Os pedidos de passaporte comum são encaminhados para as conservatórias e lojas de cidadão. Nestes locais, na maioria dos casos, também só há datas de agendamento de pedidos não urgentes a partir de outubro, ou seja, daqui a dois meses.

Estão a aumentar os atrasos para conseguir um passaporte. Só para agendar o pedido de um passaporte urgente, pode ser preciso esperar três semanas.

O Serviço de Estrangeiros e Fronteiras admite que esgotou a capacidade de resposta. Há cerca de um mês, o SEF avisou que as lojas nos aeroportos de Lisboa e do Porto só emitem passaportes urgentes e com marcação prévia, mas os pedidos têm sido tantos que, em média, a marcação demora três semanas.

A porta-voz do SEF explica ao Diário de Notícias e ao Jornal de Notícias, que, por dia, chegam perto de cem e-mails com pedido de agendamento para um passaporte urgente. Por isso, o SEF esgotou a capacidade de atendimento.

As lojas de passaportes que existem nos aeroportos de Lisboa e do Porto não atendem quem não tem urgência.

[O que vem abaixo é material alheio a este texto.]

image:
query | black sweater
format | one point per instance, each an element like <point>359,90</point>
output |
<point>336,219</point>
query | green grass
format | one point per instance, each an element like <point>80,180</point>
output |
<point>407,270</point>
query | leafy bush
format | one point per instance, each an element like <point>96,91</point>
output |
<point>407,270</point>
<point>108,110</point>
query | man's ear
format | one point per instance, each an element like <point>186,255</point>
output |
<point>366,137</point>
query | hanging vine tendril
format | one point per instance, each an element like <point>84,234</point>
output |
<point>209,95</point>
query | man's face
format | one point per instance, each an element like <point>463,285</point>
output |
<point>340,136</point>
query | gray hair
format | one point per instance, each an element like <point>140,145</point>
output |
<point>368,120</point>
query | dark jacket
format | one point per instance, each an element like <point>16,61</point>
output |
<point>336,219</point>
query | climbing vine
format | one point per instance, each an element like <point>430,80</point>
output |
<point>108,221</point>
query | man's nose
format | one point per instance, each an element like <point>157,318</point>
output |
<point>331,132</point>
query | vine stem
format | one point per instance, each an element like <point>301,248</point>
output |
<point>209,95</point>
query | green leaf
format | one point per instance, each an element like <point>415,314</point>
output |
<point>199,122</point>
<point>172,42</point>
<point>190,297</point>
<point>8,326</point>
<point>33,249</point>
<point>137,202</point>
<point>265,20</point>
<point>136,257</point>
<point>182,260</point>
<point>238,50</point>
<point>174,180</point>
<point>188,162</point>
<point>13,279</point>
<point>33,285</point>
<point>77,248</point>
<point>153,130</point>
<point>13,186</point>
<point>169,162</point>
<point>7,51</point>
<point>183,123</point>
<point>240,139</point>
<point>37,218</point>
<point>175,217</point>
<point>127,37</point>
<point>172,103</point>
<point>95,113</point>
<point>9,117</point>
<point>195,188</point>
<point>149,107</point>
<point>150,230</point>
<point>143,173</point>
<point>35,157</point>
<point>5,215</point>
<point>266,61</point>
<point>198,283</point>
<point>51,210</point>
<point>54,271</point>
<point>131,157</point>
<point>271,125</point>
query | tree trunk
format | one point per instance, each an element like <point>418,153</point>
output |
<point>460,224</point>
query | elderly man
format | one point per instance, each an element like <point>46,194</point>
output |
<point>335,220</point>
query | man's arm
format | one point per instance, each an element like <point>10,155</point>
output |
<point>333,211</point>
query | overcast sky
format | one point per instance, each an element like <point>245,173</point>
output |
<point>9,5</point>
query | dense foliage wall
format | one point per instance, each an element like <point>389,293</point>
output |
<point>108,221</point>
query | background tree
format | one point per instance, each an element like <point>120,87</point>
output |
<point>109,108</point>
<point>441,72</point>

Os pedidos de passaporte comum são, assim, encaminhados para as conservatórias e lojas de cidadão. Só que nestes locais, na maioria dos casos, só há datas de agendamento de pedidos não urgentes a partir de outubro, ou seja, daqui a dois meses.

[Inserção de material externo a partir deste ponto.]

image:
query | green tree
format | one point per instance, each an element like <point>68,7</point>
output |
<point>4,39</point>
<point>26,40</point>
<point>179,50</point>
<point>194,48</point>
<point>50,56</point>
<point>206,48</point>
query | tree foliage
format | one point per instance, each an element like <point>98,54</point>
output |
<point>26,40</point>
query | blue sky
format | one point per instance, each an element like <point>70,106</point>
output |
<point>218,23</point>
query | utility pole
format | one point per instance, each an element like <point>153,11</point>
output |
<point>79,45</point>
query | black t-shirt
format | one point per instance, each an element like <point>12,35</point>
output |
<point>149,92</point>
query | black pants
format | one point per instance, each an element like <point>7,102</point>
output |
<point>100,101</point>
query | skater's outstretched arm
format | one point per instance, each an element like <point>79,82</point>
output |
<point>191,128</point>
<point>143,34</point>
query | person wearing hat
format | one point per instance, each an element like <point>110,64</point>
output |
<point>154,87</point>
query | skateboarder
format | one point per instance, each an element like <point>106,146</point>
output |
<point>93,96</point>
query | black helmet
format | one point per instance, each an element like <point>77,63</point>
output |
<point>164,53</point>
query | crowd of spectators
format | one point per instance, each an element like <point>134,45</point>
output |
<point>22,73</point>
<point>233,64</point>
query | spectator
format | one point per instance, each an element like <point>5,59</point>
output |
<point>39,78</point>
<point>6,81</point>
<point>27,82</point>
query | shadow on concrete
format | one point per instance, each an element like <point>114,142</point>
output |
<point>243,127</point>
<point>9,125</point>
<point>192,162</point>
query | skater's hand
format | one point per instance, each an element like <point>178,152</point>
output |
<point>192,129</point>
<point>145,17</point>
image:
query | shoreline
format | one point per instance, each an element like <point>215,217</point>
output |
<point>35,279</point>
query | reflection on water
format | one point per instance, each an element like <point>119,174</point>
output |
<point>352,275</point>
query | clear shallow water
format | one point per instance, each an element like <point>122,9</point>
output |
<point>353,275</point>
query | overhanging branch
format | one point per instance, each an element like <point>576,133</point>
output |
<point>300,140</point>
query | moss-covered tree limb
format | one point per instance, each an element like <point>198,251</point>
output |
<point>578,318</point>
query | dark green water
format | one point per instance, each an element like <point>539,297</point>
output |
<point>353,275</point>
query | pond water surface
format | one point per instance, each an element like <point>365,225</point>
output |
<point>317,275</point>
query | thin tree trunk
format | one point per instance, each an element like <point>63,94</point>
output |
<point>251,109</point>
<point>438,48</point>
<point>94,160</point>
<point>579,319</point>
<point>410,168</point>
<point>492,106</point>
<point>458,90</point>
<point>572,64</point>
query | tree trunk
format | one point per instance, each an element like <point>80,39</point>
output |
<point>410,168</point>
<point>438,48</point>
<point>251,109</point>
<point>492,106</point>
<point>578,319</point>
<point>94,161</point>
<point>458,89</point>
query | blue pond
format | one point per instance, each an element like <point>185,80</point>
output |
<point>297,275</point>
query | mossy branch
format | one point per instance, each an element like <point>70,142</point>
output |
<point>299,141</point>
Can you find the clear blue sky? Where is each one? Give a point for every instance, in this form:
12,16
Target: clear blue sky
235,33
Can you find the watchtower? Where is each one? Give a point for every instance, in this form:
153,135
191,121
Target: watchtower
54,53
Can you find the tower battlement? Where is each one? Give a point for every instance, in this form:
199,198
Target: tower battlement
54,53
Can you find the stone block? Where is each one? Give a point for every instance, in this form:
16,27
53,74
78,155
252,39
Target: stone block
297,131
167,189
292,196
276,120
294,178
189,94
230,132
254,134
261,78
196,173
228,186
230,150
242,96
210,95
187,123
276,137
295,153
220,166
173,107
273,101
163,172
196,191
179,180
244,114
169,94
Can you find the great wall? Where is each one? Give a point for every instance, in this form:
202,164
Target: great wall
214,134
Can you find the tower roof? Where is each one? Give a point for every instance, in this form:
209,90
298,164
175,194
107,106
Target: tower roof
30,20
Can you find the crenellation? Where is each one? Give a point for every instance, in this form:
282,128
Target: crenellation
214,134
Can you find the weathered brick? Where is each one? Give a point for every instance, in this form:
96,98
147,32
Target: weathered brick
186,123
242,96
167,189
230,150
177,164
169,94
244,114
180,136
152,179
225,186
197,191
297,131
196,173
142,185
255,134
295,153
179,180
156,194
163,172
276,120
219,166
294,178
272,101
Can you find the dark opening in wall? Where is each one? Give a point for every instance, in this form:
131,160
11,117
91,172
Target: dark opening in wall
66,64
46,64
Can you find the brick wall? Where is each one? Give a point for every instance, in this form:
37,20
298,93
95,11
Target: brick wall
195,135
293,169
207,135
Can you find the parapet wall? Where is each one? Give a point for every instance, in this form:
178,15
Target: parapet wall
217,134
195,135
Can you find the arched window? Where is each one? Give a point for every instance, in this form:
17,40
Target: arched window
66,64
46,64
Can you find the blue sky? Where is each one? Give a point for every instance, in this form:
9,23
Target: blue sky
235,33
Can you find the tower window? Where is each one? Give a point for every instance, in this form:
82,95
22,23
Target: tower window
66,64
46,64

A emissão e renovação de passaportes é uma das competências do SEF que vai ser transferida para o Instituto dos Registos e Notariado, quando o SEF for extinto.

As filas à porta das conservatórias já levaram o Ministério da Justiça a tomar medidas extraordinárias.

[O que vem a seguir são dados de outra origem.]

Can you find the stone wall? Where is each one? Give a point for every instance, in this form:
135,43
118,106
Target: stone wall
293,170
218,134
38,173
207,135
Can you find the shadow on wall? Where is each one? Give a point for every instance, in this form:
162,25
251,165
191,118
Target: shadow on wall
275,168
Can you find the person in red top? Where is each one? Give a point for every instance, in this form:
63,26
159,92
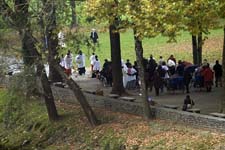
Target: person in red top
208,77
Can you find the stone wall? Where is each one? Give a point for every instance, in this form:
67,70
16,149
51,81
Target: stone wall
177,116
194,119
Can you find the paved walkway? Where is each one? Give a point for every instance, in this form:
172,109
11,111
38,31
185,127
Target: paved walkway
207,102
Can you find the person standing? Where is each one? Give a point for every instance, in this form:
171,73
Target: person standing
208,78
94,36
80,60
218,73
62,61
188,103
68,62
92,59
96,67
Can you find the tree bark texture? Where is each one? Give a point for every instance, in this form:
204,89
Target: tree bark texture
73,15
223,65
79,95
48,96
117,87
21,23
139,56
52,40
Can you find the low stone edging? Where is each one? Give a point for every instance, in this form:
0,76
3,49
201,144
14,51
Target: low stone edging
117,105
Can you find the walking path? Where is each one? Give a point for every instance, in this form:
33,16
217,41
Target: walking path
207,102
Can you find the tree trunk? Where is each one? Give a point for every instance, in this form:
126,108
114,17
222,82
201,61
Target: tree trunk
194,49
48,96
116,61
29,43
52,41
139,56
200,43
29,40
79,95
223,65
73,15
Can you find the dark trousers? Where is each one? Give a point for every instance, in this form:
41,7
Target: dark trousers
81,70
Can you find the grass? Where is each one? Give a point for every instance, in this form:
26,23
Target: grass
158,46
72,131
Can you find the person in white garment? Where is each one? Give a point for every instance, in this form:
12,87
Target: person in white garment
80,61
96,67
92,59
62,61
68,63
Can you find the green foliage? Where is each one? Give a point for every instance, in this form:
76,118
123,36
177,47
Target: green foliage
13,109
110,141
24,83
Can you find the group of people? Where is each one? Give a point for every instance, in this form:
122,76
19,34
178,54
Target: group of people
165,73
67,63
172,74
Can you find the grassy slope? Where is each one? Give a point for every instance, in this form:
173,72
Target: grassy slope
117,130
157,46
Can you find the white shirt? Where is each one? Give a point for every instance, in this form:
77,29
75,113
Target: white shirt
96,65
92,59
164,67
68,62
80,60
131,76
171,63
62,62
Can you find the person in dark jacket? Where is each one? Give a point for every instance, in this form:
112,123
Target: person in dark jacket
157,81
187,80
218,73
188,103
94,36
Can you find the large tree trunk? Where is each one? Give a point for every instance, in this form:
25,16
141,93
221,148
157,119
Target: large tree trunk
116,61
223,65
200,43
139,56
73,15
79,95
29,44
52,40
194,49
30,41
48,96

Já a partir de sábado, os balcões no Campus da Justiça, em Lisboa, vão estar abertos aos sábados, entre as 09h00 e as 15h00, para atender os cidadãos que não tenham feito agendamento. A medida vai estender-se até ao final de setembro.

Acácio Pereira, presidente do Sindicato da Carreira de Investigação e Fiscalização do SEF, posicionou-se, em declarações à TSF: a pandemia não pode ser desculpa para os atrasos. "Esta é uma situação que, de alguma maneira, teve início com a pandemia. É que o SEF deixou de emitir passaportes nalguns departamentos e as próprias conservatórias não tiveram capacidade de resposta."

"Isto não pode acontecer. De todo. A pandemia não pode servir de desculpa. O cidadão, seja nacional ou estrangeiro, tem de ter acesso à sua documentação e de viagem com a rapidez necessária." Para Acácio Pereira, esta é uma situação "de anormalidade", da qual não tem memória. "Não me recordo de uma situação similar no Estado português, quer seja por parte do IRN, quer por parte do SEF", defende.

Acácio Pereira diz que tal não pode acontecer dadas as necessidades atuais de celeridade, "passando a ideia de que o SEF não tem capacidade de resposta".